The most impactful words from both come to the camera when they are on the own, but the magic comes when they are on screen together. At that point, nostalgia for a fight fan takes over and you see the chemistry, the shared story, the shared history and the mutual respect. It doesn’t need words, which is just as well as there aren’t too many. But seeing Tyson and Bruno wandering around the garden in one another’s company is somehow enough.

The blood has been spilt; the punches exchanged. There is no hate, and the tranquillity in the private garden setting cannot be lost on the viewer.

They were cultural icons who represented vastly different cross-sections of society who had been united in sport and the brotherhood of boxing.

Tyson gave Bruno his props for that left hook in that first fight.

“You see the white lights,” said Tyson, and then they talk about their fights with mental health.

“We’re all crazy,” Tyson told Bruno, adding later to camera, “Frank Bruno went into one mental health facility, I’ve been in around 10 of them!”

“Can you imagine if we fought again,” Mike said. “Frank would probably win.” 

“I feel like a close brother to him,” concluded Bruno, close to the end.

And just like that it’s over. You’re left wanting more. Bruno later tweeted they spent a long time together but producers didn’t use much of it, which is a shame because the stardust is sprinkled on that final section.

You want Bruno to ask Mike about losing his daughter, Exodus, under tragic circumstances? You want Tyson to ask Bruno about his struggles? You want them to talk about life after boxing, celebrity, fame, divorce, money, Joshua-Fury, Holyfield, Lennox and so much more.

But ultimately what’s there is enough. You see two troubled souls still fighting for peace and you hear two old warriors and the respect they have for one another.    

The film closes with one of Frank’s daughters saying, “I didn’t see how much he was putting on the line to give us the life he wanted to give us. I’m very proud of him, very very proud of him and everything he went through to give us the life that we’ve got.” 

In many ways, that’s a concise look into boxing. So much of the work goes on behind closed, unseen, done with no thanks or favor, to give people you don’t see and won’t know a better life.

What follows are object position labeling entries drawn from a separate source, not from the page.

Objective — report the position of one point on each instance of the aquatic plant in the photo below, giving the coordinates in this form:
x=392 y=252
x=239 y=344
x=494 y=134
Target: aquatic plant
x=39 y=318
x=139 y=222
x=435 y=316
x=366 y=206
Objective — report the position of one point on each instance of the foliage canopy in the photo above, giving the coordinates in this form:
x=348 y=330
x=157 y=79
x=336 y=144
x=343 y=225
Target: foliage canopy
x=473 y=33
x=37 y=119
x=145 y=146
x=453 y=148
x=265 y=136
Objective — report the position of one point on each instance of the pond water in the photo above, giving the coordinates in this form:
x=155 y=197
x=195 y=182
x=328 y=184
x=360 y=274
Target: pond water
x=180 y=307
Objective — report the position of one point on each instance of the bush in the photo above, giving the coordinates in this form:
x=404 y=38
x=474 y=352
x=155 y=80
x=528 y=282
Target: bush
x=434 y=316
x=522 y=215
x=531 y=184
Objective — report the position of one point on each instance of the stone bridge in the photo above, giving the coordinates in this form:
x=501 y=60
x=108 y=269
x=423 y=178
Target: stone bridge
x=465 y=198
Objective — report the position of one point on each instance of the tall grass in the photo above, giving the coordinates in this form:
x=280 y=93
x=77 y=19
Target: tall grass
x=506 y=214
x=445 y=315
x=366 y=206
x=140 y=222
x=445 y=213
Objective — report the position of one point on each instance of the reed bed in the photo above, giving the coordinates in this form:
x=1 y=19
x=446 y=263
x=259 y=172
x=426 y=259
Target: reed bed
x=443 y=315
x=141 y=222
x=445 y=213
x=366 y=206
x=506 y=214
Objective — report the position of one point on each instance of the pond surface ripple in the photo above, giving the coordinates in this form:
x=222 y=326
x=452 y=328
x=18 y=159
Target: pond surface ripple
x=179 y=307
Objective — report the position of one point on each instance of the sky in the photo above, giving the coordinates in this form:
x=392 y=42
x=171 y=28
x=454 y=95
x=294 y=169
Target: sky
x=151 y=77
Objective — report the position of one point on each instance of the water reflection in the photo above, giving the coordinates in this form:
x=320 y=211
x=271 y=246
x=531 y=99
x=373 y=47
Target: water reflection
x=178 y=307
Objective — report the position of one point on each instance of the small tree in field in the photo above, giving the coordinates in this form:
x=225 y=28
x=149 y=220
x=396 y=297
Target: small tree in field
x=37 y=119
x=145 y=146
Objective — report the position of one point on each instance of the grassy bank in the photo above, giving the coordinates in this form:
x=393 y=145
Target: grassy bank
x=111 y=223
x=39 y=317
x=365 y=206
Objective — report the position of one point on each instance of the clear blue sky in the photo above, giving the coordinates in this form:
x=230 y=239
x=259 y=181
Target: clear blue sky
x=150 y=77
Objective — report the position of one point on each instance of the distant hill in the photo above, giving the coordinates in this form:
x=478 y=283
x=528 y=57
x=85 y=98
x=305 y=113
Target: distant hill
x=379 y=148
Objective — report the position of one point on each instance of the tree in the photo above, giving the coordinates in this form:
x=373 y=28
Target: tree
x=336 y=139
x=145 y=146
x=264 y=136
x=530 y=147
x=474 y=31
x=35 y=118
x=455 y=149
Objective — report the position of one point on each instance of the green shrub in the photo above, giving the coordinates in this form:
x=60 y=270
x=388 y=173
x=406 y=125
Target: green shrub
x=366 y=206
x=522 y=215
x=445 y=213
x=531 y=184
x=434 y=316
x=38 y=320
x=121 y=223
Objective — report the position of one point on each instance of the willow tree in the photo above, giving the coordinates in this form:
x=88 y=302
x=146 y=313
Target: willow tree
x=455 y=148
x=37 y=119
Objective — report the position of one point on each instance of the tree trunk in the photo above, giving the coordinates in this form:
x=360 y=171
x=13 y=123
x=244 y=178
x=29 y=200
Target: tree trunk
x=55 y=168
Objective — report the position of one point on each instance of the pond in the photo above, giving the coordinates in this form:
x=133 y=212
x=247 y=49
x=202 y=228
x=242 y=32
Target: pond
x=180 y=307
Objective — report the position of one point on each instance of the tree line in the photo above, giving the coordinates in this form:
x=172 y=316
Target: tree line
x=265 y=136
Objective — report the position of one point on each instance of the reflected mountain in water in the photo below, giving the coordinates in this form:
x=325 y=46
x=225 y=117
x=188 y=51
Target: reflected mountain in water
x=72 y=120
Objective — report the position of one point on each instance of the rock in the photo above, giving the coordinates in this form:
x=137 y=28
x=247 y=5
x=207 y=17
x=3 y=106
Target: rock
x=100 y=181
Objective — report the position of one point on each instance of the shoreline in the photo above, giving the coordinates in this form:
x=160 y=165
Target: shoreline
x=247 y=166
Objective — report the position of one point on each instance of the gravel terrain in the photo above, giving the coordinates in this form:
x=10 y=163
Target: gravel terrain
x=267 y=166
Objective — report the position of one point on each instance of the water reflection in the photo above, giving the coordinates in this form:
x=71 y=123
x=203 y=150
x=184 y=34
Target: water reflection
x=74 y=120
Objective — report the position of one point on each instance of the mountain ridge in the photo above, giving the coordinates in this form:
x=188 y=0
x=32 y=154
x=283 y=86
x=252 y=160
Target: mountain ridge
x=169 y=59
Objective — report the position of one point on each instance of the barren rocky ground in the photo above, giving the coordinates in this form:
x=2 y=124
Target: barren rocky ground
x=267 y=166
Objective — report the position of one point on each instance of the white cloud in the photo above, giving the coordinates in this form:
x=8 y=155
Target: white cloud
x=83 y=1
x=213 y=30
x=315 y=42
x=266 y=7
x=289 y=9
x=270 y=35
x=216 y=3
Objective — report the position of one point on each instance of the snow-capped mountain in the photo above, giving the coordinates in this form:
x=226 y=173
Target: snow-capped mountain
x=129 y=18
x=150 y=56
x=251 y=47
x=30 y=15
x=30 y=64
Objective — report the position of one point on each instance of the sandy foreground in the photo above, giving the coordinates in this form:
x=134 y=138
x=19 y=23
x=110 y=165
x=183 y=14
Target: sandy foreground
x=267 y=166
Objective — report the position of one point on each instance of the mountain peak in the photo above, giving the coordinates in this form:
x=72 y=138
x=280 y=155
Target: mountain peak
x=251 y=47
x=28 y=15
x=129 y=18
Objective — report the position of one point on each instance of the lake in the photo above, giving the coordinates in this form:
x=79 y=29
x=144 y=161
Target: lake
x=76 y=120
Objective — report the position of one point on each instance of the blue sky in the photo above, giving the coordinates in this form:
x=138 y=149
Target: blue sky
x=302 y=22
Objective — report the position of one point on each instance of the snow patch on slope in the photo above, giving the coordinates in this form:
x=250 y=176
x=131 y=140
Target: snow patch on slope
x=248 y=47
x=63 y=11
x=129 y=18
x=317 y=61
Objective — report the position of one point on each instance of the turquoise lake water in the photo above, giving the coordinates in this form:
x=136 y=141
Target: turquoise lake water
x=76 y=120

But boxing does that. It gave Bruno and Tyson the opportunity to be somebodies and they are. Don’t get me wrong, this is no Ali-Frazier feud but it’s boxing at its purest. It’s boxing distilled into 100 minutes of a warm nostalgia that fight fans will enjoy.

From sparring as ambitious youngsters in Catskill, to winning world titles, to suffering in life, to reflecting together in Miami in 2020, the unlikely Bruno-Tyson story is well worth your time.